Je crois que le Roi doit tellement apprécier ma Bianca qu'il finira
par applaudir jusqu'aux récitatifs, car comme je te l'ai écrit,
de soir en soir il applaudit un tiers de plus. " !
A partir de cette époque semblent se gâter les rapports Bellini-Donizetti
(et non pas Donizetti-Bellini, comme nous le verrons plus loin). La Bianca
se termine par une Aria finale qui ne plaisait pas beaucoup à la
primadonna Adelaide Tosi, celle-ci la montra donc à Donizetti qui
connaissait bien sa voix et il lui suggéra plusieurs changements
de tempi.
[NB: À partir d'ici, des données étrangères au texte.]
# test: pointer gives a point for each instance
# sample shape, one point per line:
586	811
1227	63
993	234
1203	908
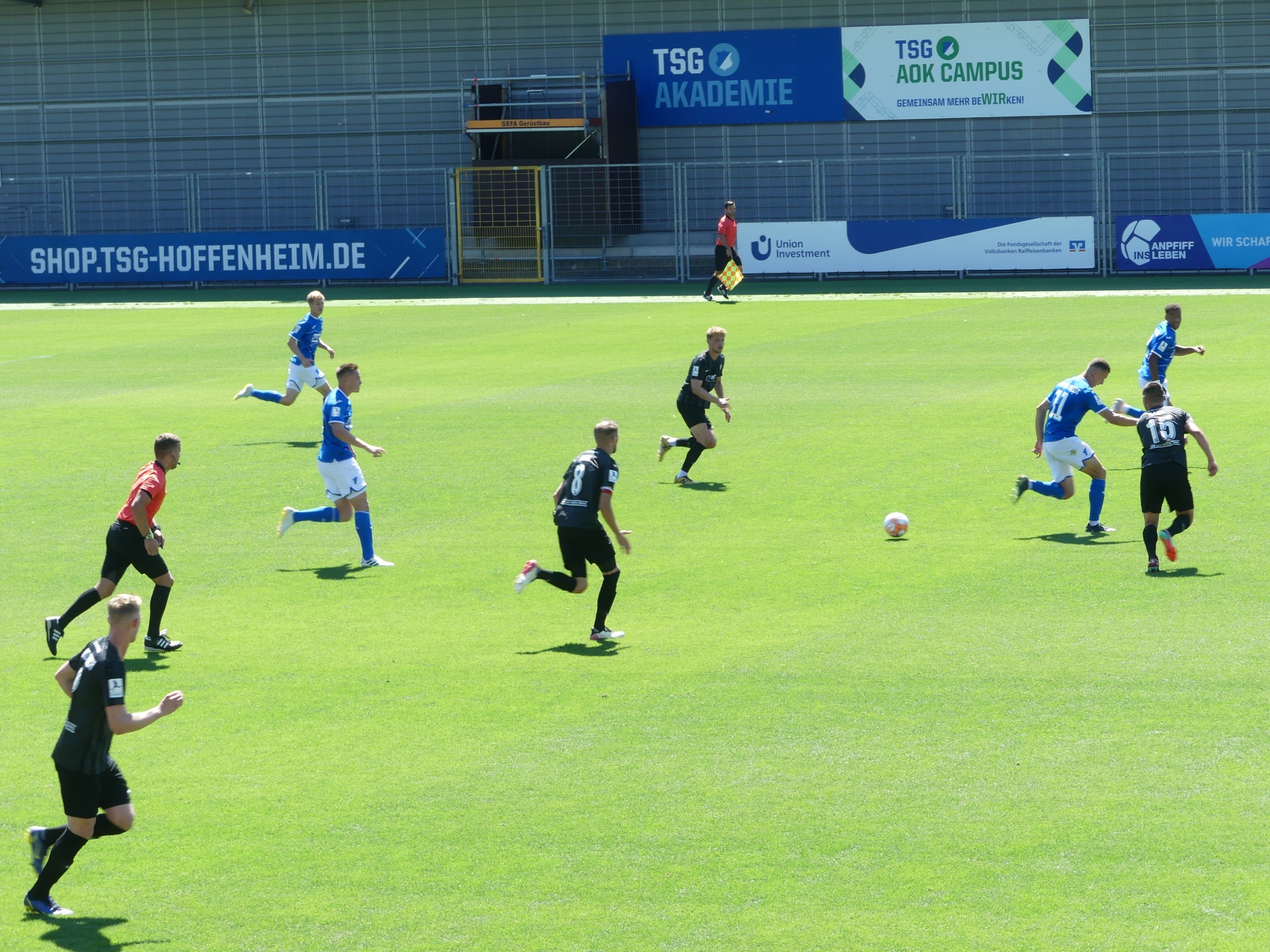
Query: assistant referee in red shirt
726	248
134	539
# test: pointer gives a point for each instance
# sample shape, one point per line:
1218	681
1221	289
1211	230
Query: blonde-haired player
302	372
95	681
702	386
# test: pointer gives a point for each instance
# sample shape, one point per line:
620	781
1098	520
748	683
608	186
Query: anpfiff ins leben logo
1138	245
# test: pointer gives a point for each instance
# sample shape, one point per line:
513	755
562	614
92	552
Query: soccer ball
1136	240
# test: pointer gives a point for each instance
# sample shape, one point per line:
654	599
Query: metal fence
656	221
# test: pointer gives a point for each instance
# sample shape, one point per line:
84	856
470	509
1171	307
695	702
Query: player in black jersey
89	777
705	375
1162	430
583	495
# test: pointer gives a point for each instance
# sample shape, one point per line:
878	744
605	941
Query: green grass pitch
995	734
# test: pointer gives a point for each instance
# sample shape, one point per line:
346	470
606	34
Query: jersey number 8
1164	428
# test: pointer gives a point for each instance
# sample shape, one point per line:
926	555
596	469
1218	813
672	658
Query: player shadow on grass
1074	539
292	444
145	663
331	573
84	935
601	649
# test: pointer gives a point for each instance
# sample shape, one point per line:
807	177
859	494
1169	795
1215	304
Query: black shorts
125	546
693	415
84	793
582	546
1166	481
722	258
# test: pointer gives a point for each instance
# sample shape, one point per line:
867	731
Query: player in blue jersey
1057	418
346	487
1161	350
302	372
585	494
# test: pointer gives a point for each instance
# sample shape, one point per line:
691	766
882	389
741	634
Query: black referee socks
158	603
105	828
62	857
81	604
607	593
566	583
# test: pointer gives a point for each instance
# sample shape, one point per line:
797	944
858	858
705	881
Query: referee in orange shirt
134	539
726	248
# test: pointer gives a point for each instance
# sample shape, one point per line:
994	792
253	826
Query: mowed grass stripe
812	738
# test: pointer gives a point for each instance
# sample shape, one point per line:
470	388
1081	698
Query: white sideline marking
639	300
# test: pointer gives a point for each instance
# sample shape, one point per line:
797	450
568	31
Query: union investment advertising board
857	74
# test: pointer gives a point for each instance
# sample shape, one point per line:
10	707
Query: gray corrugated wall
179	95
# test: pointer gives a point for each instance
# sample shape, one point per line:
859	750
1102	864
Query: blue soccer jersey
337	408
1068	403
306	335
1162	344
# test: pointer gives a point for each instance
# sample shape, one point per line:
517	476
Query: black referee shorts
125	546
722	258
581	546
84	793
693	414
1166	481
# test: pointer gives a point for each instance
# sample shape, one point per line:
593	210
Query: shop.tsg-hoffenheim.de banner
934	245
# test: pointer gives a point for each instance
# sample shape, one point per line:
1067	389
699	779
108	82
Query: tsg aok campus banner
224	255
1193	241
863	74
933	245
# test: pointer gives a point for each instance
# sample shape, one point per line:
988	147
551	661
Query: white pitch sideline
636	300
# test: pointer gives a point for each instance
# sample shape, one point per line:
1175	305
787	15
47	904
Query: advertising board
737	77
399	254
967	70
931	245
1191	241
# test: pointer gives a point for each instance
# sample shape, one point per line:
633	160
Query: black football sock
566	583
60	859
81	604
158	603
51	834
694	455
105	828
607	593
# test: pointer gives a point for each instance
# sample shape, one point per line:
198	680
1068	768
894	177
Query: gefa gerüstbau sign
967	70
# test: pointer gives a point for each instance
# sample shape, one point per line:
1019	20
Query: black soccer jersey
1161	434
706	370
588	475
84	746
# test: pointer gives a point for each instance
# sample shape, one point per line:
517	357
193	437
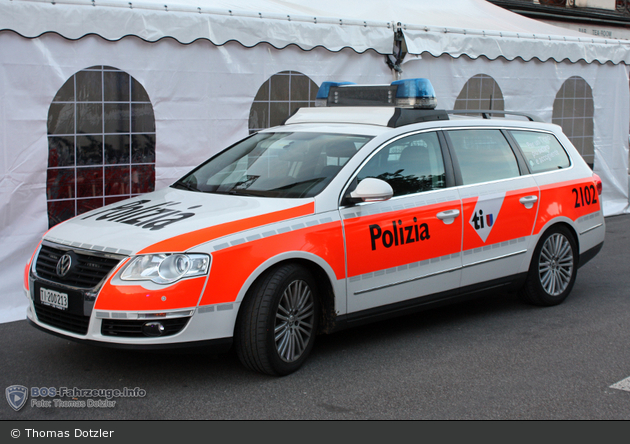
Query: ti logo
485	214
16	396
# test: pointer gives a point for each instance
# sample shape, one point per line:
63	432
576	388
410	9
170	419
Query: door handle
528	201
448	216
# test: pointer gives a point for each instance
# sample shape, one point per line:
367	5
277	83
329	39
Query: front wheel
553	268
278	323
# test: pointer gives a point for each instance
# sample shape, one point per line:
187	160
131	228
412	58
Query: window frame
520	159
352	182
513	141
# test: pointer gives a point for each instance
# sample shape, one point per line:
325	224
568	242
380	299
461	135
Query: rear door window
483	155
542	151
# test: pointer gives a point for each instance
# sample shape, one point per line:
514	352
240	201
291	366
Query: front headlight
165	268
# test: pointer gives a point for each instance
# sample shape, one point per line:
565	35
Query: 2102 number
586	195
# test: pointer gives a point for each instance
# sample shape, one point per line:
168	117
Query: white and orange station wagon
372	205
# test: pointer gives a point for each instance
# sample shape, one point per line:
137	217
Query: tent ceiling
456	27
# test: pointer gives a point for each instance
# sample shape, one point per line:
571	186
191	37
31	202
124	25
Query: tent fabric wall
202	86
534	92
472	27
201	96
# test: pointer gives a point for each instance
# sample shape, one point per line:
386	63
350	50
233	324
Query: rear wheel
278	322
553	268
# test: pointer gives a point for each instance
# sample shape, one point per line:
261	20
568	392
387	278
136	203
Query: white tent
203	63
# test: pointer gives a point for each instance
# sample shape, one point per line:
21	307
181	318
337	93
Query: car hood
172	220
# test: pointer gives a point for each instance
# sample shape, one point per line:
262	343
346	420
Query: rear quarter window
542	151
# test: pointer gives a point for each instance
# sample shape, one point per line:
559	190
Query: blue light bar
323	91
418	93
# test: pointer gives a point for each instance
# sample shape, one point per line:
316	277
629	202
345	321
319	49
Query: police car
372	205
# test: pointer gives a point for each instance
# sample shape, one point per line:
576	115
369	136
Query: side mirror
371	189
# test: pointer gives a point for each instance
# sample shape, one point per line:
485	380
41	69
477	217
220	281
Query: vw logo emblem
63	265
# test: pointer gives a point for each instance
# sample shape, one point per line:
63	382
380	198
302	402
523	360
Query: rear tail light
598	184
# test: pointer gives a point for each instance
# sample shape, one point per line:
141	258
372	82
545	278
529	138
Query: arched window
573	110
101	142
279	97
481	92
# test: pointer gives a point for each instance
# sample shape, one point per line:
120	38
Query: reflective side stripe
187	241
233	265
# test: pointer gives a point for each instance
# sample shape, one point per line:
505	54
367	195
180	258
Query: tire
278	321
553	268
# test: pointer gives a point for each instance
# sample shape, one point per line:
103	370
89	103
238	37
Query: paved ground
492	358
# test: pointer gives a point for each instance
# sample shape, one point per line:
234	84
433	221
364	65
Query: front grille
133	328
61	319
87	272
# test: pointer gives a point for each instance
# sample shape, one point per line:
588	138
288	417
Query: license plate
53	298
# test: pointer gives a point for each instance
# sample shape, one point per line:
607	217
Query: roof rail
487	113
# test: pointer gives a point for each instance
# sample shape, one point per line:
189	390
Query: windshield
275	165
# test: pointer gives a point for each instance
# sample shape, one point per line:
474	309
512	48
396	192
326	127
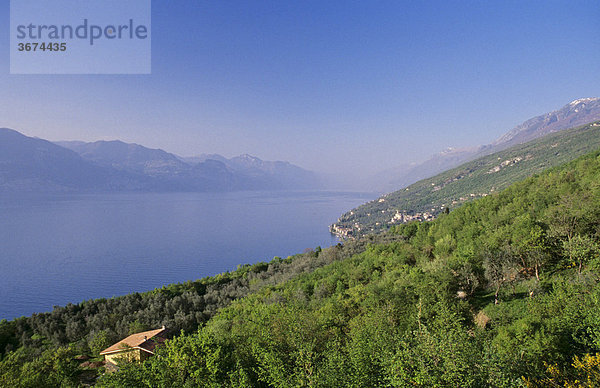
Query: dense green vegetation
34	351
473	180
503	291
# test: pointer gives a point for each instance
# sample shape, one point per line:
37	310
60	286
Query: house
136	347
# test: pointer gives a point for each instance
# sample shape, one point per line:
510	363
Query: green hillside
427	198
501	292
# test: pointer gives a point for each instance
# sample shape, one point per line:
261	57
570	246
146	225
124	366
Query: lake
59	249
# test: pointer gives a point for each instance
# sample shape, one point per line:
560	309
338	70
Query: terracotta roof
143	341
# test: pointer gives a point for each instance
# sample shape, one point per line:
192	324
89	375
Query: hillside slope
501	292
427	198
577	112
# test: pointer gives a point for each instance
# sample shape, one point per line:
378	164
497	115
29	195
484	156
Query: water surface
67	248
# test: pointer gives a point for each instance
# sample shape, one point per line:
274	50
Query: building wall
126	355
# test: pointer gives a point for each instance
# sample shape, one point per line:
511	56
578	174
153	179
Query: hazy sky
328	85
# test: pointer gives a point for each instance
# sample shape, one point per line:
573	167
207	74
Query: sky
333	86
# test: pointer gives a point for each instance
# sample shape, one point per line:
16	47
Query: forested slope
481	177
503	291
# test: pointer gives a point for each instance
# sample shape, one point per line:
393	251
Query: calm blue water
60	249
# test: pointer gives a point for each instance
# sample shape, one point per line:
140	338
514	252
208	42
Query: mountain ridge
425	199
33	164
577	112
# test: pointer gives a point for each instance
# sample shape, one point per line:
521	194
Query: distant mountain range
483	176
32	164
578	112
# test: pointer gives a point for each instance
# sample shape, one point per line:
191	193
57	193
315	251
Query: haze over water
68	248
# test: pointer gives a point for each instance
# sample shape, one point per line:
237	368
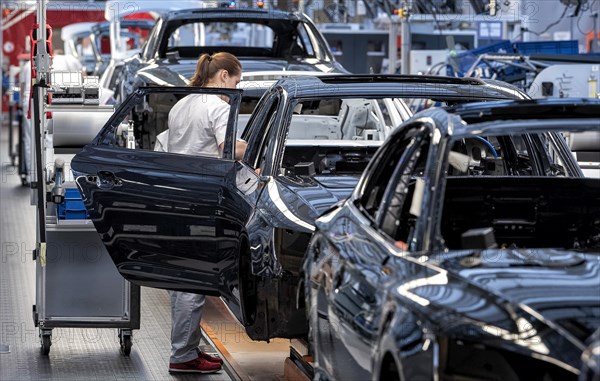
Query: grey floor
76	354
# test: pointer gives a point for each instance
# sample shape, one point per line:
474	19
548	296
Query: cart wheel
46	341
125	342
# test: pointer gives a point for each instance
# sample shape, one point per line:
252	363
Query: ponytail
209	65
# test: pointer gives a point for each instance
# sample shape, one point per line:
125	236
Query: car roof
235	13
530	109
440	88
513	117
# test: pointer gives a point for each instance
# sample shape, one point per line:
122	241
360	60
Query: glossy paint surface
381	313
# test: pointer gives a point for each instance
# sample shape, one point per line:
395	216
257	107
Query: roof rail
358	78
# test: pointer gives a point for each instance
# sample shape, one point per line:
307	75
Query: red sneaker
198	365
210	358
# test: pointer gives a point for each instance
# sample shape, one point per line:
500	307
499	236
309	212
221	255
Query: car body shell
428	312
213	225
155	66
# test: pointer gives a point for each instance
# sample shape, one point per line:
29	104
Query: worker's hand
240	149
401	245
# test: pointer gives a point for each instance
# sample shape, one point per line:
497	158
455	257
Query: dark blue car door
168	220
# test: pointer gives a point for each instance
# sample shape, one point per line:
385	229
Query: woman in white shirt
197	126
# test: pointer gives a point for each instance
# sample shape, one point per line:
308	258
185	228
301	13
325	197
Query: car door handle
337	278
106	180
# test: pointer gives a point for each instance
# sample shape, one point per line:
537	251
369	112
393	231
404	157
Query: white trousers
186	312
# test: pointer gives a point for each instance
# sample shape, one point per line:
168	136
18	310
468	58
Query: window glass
334	136
219	34
388	162
401	202
303	41
519	187
260	137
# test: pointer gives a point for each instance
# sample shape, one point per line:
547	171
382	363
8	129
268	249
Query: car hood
177	72
544	300
305	200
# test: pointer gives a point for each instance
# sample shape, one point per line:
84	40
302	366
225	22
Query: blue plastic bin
72	207
547	47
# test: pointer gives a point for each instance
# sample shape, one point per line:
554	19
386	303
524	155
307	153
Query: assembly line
300	190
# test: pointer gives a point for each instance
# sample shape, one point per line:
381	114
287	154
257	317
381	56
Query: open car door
168	220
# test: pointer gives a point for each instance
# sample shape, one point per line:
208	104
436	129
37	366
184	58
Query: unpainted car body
466	252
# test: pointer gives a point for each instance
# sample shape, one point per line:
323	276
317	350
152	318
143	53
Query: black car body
213	225
263	40
466	252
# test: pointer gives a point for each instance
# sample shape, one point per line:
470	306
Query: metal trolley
77	284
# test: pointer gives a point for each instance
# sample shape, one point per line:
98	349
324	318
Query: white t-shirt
197	125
Bellini en prit ombrage et dans une lettre adressée à
Florimo, il confesse : "cela me donne toujours la certitude que c'est
une chose vraiment impossible ["impossibilissima" selon son
terme !] qu'il existe de l'amitié dans le même métier".
Tous deux vivaient à la même époque, ils écrivirent
de la musique idéalement délicate, mais passionnée
comme le veut le romantisme. Les similitudes s'arrêtent là.
Bellini est le Sicilien superstitieux, ombrageux, mélancolique
et quelque peu envieux du succès des autres. Le Lombard Donizetti
est un homme ouvert, franc, généreux et gardant toujours
par rapport à lui-même une sorte de recul ironique, opposé
à l'orgueil d'un Bellini qui demeure à Gênes jusqu'à
la dernière représentation de Bianca afin de jouir
de son succès ! Il reconnaît d'ailleurs avec Florimo : "tu
pardonneras cette faiblesse, mais l'amour propre est inné chez
les hommes, et sans ce ressort je ne serais capable de rien". En
cela il a raison, sa métaphore du "ressort" donne le
côté positif de l'orgueil, lorsqu'il est le moteur qui nous
fait avancer dans la vie. On peut alors parler d'amour propre, dans le
sens de croyance en soi, quant à assister jusqu'à la fin
des représentations, c'est une petite auto-flatterie bien pardonnable
au débutant !
Hélas, le Teatro Carlo Felice, gloire de Gênes, devait crouler
sous les bombes en 1944 et il n'en resta plus que la façade. Les
saisons gênoises se transportèrent au Teatro Margherita jusqu'à
une date récente et l'institution se nomma : " Teatro Comunale
dell'Opera di Genova ". Le projet de reconstruction aboutit enfin,
conservant l'imposante façade originale avec son portique à
colonne, et imaginant une salle moderne mais chaleureuse grâce à
l'utilisation du bois. A cette occasion, on a repris le beau nom original
de " Teatro Carlo Felice di Genova ".